Know who writes the checks. Figure out whether the people you are speaking to have the ability to make decisions and how influential they are in the fund. Often entrepreneurs will spend a lot of time talking to a single person in a fund – who is universally positive – only to then meet a partner or investment committee who quickly says ‘no’. This can be a real time sink. Ask early on what the investment committee process and timings are like for each fund who is showing interest. Optimize your time around the funds who are showing the highest level of engagement with your company.

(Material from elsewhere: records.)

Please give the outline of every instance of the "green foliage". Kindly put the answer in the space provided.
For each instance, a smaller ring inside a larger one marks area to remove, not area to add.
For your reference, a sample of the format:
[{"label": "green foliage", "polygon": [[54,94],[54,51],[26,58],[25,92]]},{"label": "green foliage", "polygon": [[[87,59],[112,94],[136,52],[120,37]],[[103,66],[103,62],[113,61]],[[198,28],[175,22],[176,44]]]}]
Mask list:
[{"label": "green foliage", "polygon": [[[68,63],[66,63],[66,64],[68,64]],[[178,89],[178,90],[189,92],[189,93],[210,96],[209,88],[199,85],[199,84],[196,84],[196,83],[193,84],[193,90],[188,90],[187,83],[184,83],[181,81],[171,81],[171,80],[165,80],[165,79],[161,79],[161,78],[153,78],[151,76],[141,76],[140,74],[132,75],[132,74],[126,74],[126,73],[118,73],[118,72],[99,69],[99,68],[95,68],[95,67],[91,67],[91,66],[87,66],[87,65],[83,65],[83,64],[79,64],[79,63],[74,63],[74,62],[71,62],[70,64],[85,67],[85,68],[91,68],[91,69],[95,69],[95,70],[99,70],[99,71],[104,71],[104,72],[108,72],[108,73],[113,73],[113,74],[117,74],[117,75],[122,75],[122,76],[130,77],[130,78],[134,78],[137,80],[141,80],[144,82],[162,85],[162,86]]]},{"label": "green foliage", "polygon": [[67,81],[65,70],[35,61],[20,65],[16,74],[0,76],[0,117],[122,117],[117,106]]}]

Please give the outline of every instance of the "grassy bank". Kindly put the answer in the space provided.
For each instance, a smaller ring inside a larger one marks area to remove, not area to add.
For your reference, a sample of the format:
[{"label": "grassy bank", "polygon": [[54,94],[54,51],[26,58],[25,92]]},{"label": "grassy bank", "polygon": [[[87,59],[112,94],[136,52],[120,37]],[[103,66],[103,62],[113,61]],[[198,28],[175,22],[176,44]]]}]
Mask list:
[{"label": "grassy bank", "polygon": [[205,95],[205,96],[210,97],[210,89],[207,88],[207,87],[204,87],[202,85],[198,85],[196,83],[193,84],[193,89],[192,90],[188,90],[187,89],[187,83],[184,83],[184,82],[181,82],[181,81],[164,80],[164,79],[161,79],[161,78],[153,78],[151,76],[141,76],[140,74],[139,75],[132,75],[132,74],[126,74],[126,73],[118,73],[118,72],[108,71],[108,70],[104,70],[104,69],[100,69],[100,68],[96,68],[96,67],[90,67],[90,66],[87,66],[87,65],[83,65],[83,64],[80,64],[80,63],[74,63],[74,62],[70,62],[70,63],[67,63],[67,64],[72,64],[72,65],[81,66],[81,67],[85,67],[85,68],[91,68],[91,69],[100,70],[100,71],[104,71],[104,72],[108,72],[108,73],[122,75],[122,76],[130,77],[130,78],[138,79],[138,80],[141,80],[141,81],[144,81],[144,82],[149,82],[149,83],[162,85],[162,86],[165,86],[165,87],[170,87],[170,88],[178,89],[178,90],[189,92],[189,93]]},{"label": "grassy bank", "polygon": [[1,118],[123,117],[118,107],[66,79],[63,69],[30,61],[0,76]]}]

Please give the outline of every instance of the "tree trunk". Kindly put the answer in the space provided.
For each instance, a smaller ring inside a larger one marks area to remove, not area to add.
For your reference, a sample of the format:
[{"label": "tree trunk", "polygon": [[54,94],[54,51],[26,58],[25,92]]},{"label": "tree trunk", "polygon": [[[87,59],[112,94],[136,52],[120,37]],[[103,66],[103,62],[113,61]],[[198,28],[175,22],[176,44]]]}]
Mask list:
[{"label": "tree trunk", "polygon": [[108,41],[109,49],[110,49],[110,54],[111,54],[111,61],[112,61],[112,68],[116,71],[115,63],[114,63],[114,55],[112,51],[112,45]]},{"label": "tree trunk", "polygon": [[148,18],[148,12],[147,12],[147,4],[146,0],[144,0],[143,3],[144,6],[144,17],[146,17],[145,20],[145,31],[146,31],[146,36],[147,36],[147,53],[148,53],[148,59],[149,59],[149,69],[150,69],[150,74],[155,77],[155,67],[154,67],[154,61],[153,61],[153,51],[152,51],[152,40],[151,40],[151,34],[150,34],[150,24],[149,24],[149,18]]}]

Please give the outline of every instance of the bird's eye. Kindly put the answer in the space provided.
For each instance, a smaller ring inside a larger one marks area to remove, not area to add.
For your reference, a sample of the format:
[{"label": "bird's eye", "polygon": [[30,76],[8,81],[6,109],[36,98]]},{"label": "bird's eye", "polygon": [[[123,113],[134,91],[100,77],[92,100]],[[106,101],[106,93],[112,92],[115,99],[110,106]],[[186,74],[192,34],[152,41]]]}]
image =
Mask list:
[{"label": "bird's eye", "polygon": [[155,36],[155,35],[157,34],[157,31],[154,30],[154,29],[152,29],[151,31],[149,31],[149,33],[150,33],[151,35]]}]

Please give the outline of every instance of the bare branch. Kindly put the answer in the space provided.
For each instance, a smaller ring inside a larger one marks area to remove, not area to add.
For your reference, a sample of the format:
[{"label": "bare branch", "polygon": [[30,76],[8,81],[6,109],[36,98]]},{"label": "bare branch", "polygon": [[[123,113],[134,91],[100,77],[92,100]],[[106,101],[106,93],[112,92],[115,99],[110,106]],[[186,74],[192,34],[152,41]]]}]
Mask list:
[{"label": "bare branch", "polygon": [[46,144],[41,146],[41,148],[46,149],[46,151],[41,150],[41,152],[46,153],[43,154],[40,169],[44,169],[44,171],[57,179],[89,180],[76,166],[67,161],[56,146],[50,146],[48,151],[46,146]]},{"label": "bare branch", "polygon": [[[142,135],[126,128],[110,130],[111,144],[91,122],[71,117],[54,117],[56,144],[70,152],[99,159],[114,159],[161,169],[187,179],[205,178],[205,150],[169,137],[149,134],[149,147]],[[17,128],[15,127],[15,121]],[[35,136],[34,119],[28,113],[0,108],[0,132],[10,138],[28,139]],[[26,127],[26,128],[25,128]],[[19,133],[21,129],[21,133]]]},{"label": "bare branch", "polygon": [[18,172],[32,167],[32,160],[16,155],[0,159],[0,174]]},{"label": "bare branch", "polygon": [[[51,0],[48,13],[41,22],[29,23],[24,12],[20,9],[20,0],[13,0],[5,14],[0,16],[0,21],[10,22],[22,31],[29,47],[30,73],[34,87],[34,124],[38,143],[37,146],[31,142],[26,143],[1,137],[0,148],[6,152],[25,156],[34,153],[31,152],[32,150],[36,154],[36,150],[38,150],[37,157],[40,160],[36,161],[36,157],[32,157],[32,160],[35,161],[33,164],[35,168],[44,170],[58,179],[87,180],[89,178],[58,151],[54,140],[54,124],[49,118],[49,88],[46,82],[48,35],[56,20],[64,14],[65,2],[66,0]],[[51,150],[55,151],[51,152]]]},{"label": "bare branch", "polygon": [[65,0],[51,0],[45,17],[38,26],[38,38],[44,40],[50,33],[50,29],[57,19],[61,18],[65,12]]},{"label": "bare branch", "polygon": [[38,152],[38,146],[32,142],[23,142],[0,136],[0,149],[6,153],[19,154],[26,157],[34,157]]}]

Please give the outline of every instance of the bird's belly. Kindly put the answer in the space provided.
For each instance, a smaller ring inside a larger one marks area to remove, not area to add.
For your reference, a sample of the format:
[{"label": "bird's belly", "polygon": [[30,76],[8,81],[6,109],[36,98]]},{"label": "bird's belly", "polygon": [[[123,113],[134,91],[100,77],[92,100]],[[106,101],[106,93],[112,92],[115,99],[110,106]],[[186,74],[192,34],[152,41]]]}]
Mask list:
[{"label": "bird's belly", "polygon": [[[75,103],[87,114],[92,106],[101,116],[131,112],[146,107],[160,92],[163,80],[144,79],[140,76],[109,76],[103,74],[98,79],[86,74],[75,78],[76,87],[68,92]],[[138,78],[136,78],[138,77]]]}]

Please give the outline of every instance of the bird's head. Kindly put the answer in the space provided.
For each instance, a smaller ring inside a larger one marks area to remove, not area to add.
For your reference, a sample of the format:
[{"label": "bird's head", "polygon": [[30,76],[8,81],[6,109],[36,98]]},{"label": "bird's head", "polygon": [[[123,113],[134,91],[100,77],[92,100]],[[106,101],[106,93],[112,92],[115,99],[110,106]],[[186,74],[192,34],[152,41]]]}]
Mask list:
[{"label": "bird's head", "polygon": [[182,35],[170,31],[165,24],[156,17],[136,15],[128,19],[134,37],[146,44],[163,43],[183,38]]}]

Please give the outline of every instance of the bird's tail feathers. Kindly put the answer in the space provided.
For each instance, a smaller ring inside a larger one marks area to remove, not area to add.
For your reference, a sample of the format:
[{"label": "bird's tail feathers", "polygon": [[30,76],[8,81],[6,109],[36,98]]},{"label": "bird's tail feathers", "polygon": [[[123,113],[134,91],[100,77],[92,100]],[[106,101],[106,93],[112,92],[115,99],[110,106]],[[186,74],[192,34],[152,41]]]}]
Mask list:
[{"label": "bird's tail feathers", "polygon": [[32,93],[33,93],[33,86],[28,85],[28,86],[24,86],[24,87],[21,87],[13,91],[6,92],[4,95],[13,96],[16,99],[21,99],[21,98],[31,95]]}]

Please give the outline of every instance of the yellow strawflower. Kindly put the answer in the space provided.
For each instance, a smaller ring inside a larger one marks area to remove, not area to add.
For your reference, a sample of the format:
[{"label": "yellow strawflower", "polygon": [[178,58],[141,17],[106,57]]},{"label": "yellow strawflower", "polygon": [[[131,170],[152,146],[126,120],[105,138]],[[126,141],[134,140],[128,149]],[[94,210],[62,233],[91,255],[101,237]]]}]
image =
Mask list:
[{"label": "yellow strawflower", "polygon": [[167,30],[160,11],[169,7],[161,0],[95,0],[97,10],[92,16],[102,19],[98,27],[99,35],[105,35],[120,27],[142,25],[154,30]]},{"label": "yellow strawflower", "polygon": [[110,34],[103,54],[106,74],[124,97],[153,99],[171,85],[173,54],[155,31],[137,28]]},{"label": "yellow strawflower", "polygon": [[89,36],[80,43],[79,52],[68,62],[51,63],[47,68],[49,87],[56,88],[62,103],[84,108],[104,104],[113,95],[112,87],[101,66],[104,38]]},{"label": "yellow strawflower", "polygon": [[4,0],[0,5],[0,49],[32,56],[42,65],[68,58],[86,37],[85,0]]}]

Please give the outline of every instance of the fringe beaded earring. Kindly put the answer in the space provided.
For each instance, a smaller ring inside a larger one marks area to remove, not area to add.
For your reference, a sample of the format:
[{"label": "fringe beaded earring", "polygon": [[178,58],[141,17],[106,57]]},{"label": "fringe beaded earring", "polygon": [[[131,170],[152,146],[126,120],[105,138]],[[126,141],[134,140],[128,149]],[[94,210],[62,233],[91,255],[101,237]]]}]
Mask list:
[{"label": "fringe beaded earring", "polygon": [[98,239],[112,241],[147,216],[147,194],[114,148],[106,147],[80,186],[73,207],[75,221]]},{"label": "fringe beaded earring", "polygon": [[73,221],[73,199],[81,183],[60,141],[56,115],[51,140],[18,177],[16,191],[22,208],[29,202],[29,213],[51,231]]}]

Maintain competitive tension. Entrepreneurs often ask how a start-up should be valued. The short answer is that it depends on what investors are prepared to pay for it. You must have a competitive round to generate the best valuation and terms. In most cases, you need a competitive round to sufficiently motivate an investor to issue a term sheet at all. Competitive tension should be created naturally because you have a great business, a long list of investors and are running a tight process. Do not be tempted to create false interest – it will get discovered, and creates a bad impression.
Keep information flowing. As your relationship with an investor deepens, so should your communication. Switching from email to WhatsApp for us can be a key moment. Other investors will have similar behaviors. Ensure that you keep interested investors updated with the progress of the round. Share updates and information regularly. Respond quickly to messages from interested investors. Many entrepreneurs start a Q&A document where they write down all questions from investors with their answers – that can be highly effective.
Do not say ‘no’ too early. Your round is not closed until it is closed! Rounds go from struggling to oversubscribed back to struggling in a flash. If you have enough interest to close, go ahead. But consider holding off saying ‘no’ to any investors that are not coming into the round until after it closes. You never know whether you will need them to come in at the last minute. If you do say ‘no’ and subsequently need them, chances are they will have moved on.
Instruct knowledgeable lawyers. Your law firm should be experts at dealing with venture investments. Check their credentials and take references. Big brand firms who deal with bigger ticket deals may seem alluring, but they generally do not understand how smaller deals work. Overly aggressive firms trying to justify their higher fees can really slow down a deal and make it painful. A venture round nowadays is rather commoditized and should be simple and inexpensive to get done.